Sie sind hier:
  1. Startseite >
  2. Lesen: 1052 Beiträge

Lichtbau und Jahrhunderthochwasser

von Elisabeth Fuchs

Im Juli 1958 war meine Pflichtschulzeit zu Ende und in jenem Jahr fand der Bau der Lichtleitungen, zuerst im Schlaggraben und dann im Eibegggraben statt. Mein Vater hatte als Obmann der Lichtbaugesellschaft alle Hände voll zu tun. So musste er Männer auftreiben, die bereit waren jene tiefen Löcher zu graben, in denen die Strommasten platziert wurden. Zudem musste er darauf achten, dass diese Löcher wieder ordentlich und zur richtigen Zeit zugeschaufelt wurden, damit die Strommonteure ihre Tätigkeiten ohne Unterbrechungen ausführen konnten.

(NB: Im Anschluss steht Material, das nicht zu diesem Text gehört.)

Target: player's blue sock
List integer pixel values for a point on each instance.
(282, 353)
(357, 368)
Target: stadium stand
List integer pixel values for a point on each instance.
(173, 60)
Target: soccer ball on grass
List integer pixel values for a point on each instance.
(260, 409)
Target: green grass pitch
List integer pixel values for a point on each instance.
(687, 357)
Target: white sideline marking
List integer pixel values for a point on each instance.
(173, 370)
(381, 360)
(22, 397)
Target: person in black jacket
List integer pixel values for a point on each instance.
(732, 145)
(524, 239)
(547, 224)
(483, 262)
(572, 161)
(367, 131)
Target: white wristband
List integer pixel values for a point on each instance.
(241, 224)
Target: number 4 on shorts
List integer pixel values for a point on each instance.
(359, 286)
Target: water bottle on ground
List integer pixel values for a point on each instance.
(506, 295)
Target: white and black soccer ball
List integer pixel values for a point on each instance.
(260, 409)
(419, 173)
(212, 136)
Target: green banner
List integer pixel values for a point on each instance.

Als dann nach all den langwierigen Arbeiten das erste Mal das elektrische Licht leuchtete, empfanden wir vorerst sogar die 25 Watt Glühbirne als zu grell, aber schon sehr bald hatten wir uns an die Helligkeit gewöhnt. Leider war es so, dass bereits nach ein paar Wochen das elektrische Licht „seinen Geist“ aufgab. Denn es gab in der Breitenau und in ein paar Nachbarsgemeinden ein Jahrhunderthochwasser.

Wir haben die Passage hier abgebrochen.